In a separate room, the 2008 documentary "Handmade Nation" by Faythe Levine and Cortney Heimerl is on a monitor in PNCA's Lemelson Innovation Studio, along with artifacts (T-shirts, posters, little Hi8 videotape cassettes).
Bakken Morris said 2009 was a moment for craft, before Etsy took off, and in 2022 it's happening again. "Students are hungry to use their hands and be self-sufficient with their creative practices." They want to learn the old crafts or at least work with their hands after the march of technology — accelerated by the COVID-19 pandemic, made them tire of screen, keyboard and mouse work.
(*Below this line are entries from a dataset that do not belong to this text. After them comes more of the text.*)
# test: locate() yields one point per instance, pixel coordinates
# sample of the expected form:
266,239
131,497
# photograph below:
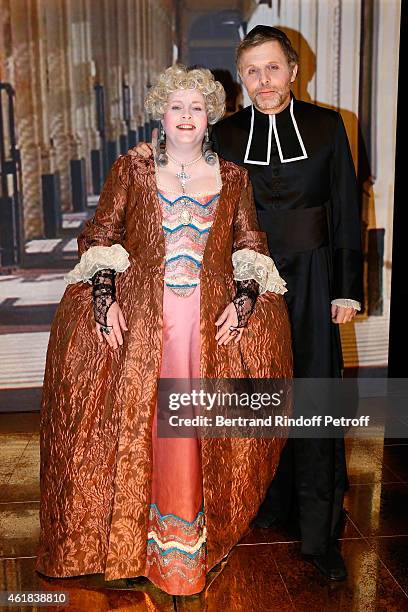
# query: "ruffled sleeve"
249,264
98,258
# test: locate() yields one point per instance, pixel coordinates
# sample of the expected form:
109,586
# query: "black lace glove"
103,293
244,300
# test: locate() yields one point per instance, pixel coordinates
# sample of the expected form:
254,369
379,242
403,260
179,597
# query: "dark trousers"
309,484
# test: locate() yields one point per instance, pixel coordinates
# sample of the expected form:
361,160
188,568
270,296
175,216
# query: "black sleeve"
346,223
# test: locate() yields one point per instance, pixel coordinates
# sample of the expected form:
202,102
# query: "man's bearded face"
267,76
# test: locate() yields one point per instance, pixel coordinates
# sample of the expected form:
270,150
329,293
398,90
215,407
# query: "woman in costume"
174,281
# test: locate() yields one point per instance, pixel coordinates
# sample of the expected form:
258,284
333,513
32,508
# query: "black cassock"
305,191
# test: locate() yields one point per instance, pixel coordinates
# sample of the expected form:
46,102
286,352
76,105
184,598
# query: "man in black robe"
305,191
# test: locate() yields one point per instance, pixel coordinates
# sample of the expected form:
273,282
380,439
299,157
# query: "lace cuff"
98,258
249,264
347,303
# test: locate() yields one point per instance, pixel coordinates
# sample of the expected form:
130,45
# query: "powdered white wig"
179,77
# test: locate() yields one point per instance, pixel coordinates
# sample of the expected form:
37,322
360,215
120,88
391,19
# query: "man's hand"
144,149
341,314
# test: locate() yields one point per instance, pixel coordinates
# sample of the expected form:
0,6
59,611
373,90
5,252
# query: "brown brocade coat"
98,404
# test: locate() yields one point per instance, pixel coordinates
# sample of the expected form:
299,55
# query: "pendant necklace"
185,216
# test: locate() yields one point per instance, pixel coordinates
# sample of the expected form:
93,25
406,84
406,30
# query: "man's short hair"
261,34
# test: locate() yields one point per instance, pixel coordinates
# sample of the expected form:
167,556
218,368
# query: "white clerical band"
272,126
347,303
250,265
97,258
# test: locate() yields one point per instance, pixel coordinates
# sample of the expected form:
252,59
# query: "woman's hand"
228,319
116,321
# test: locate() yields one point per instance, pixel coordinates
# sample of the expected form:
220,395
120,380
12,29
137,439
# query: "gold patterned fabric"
98,404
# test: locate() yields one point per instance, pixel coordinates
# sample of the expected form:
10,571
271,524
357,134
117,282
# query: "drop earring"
161,155
209,156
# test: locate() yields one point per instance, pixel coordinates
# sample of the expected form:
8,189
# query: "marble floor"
264,572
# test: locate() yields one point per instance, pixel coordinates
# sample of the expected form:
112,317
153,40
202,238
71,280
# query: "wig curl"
180,77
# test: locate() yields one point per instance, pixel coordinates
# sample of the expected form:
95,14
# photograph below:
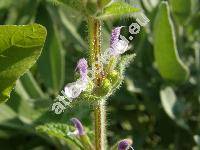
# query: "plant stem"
94,28
99,113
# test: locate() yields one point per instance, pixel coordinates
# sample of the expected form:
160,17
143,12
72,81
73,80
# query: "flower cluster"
117,47
73,90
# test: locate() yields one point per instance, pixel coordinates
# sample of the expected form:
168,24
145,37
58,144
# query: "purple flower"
82,66
124,144
79,127
73,90
117,46
115,35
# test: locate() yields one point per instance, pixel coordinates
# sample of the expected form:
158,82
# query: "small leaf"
31,86
124,62
167,59
181,9
59,131
20,47
172,106
117,9
197,139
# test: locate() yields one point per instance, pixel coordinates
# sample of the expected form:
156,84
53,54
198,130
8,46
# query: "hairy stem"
99,113
94,28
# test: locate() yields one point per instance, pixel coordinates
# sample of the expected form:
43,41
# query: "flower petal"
78,125
124,144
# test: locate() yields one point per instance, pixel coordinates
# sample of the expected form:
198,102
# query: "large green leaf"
117,9
172,106
167,59
20,47
181,9
31,86
78,5
59,131
51,64
103,3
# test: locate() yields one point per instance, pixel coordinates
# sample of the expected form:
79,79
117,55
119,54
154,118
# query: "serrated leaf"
181,9
117,9
167,59
20,47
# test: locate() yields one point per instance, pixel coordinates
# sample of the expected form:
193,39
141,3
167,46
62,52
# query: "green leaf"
181,9
197,139
31,86
167,59
172,106
78,5
51,64
59,131
117,9
103,3
20,47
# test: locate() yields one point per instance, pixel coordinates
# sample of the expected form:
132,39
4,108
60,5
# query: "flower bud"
79,127
113,77
125,144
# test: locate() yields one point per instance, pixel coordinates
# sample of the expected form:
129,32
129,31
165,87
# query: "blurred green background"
154,106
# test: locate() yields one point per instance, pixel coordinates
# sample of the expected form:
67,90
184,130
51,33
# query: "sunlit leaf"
181,9
117,9
167,59
20,47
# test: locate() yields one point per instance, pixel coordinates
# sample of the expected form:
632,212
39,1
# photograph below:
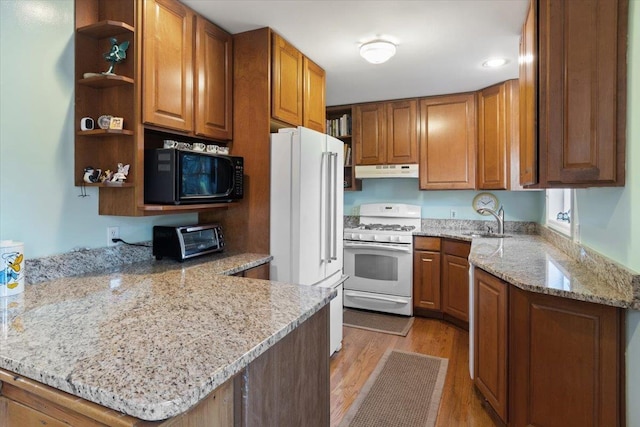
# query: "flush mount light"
377,51
494,62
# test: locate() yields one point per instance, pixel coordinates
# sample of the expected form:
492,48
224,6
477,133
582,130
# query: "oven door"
383,268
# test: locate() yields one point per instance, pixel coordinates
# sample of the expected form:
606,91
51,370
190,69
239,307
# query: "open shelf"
105,132
106,80
105,28
159,209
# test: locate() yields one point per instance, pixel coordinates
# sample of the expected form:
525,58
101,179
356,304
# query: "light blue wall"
518,205
39,204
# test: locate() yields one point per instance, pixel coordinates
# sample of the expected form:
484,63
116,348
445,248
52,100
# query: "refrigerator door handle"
334,207
326,169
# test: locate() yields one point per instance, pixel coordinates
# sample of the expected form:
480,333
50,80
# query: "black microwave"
176,176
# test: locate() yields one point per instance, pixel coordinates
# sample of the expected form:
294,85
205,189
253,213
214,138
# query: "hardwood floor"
361,351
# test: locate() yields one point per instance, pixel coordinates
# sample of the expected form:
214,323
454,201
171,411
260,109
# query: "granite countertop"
150,339
549,264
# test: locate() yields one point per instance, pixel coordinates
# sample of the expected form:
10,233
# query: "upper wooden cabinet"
369,134
448,142
386,133
298,87
213,81
402,132
528,92
313,101
582,92
167,84
498,137
187,72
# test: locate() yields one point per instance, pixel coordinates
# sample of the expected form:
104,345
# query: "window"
560,210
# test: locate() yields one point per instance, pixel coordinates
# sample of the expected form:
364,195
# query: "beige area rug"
403,391
387,323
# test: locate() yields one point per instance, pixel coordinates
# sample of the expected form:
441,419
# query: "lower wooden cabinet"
566,362
490,336
426,273
455,279
441,279
542,360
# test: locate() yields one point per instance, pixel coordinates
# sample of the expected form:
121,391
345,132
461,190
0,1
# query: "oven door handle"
380,247
375,297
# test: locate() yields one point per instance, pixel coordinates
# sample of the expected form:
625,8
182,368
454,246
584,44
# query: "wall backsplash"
518,205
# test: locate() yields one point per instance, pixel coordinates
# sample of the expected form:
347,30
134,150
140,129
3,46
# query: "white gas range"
378,258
"Let's hope we have another moment growing again, in response to capitalism, and how it's maybe changed communities."
SIDEBAR
In June 2021, the Pacific Northwest College of Art merged with Willamette University making the Northwest's oldest school of art and design an integral part of the region's leading liberal arts university. Along with this exciting merger of institutions, the art collection from the former Museum of Contemporary Craft (which closed in 2016 as a program of PNCA) has become part of the permanent collection of the Hallie Ford Museum of Art at Willamette University. Founded in 1937 as the Oregon Ceramics Studio, MoCC was the oldest continuously running craft institution in the country. Throughout the years, the name of the institution changed from the Oregon Ceramics Studio (1937) to Contemporary Crafts Gallery (1965), Contemporary Crafts Museum & Gallery (2002), and Museum of Contemporary Craft (2007). While the museum has now closed, the collection lives on as part of the Hallie Ford Museum of Art. The Hallie Ford Museum of Art has a long history of collecting, exhibiting, and publishing about artists associated with PNCA and the Museum Art School (as it once was known).